Honey Yogurt Cake Recipe
with Honey Cream Glaze and Fresh Strawberries

1 cup of softened organic extra virgin coconut oil
1 cup of powdered coconut palm sugar
3 farm fresh eggs
1/3 cup of pure raw honey
1 cup of coconut culture milk or yogurt (I used So Delicious)
2 ts. of pure vanilla
1/2 cup of tapioca flour
1/2 cup white rice flour
1/2 cup of fresh ground GF oat flour
1/2 cup of fresh ground buckwheat flour
2 ts. of baking powder
1 1/2 ts. of baking soda
1/2 ts. of sea salt

First, grind up your coconut palm sugar in a high powered blender to get a powdered sugar to cream with your coconut oil. Cream the oil and sugar together until soft and creamy. You can sub using grass fed butter for the coconut oil, which I actually did once and adds a rich butter flavor to the cake. If you don't have to worry about dairy, grass fed butter is a favorite choice! Also I used So Delicious' newest product of a cultured coconut milk which is very much like a sour cream or plain yogurt. It worked perfect for this cake and makes it dairy-free. I loved how it made the cake moist and dense. If you are fine with eating dairy you could sub the coconut yogurt for any organic plain yogurt or even a greek yogurt if you prefer.

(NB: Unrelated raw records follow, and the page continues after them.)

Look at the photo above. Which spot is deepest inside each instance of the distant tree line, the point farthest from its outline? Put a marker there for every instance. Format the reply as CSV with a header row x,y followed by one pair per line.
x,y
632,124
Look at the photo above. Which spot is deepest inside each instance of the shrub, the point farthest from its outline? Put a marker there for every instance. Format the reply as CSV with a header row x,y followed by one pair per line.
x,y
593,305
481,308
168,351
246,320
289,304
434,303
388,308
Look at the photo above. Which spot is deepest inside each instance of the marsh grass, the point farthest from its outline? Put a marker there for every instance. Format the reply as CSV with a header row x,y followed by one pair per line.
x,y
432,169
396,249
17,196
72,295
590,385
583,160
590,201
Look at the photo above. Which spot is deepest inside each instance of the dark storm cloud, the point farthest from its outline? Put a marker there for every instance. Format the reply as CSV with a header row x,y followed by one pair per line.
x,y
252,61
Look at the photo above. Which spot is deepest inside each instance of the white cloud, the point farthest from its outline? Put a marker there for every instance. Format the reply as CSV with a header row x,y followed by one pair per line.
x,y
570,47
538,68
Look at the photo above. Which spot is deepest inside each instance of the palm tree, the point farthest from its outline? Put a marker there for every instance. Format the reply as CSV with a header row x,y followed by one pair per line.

Once you cream the oil and sugar, add the eggs and whisk all together until thick and creamy batter emerges. Then add the rest of the wet ingredients and mix well. Lastly grind GF oats and buckwheat groats in your grinder/blender to get the best GF oat and buckwheat flour. Add in the flours and dry ingredients. Make sure all the dry in mixed in well and then pour batter into oiled cake pan. I used a angel food cake pan for this recipe, but you could use a bundt pan, or 2 round  9 inch cake pans. Bake cake in a preheated 350 degree oven for 45 minutes. If you choose to use 2 9 inch round pan then check cakes around 30 minutes and should be done around then or 35 minutes.

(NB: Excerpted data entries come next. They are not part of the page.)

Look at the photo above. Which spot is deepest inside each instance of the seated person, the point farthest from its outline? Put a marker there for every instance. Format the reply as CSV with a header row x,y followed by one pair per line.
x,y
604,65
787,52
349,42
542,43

Let the cake cool and then you can whip up the cream glaze to spread over when completely cool. 
Cream glaze recipe is 2 simple ingredients.

Honey Cream Glaze Recipe
1/3 cup of organic extra virgin coconut oil
1/4 cup of raw local honey

Use a small spatula to whip up the glaze and spread over. It is super simple and delicious. Then slice 4-5 fresh organic strawberries side by side and you get 20-25 slices to decorate the top of the cake. I liked making a large strawberry flower on the top of the angel food cake circle pan. 
This cake is somewhere in between a pound cake and a sponge cake. It is so moist and not crumbly. No gums were needed to get this great texture and I love how you don't feel like you are trying to chew a gummy cake log. Cake should be perfectly moist and easy to swallow . This cake is that and recipe that I have made again and again to come out perfect every time.

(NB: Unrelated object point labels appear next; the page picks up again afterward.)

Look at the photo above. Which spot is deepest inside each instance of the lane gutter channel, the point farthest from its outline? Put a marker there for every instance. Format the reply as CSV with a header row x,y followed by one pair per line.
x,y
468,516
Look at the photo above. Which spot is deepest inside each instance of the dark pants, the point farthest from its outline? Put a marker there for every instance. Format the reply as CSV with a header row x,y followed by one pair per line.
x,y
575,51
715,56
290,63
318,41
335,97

This would be a good recipe to try out for an after Easter dinner dessert. Strawberries make it look and taste so fresh and beautiful.  I would make this cake again for my birthday next week, but I am thinking of making a carrot cake this year... we'll see what happens :)
Much love to you and yours. May you find a new found hope this spring and ways to rid your life of pain and bondage and welcome fresh beauty and new life. Happy Easter to you!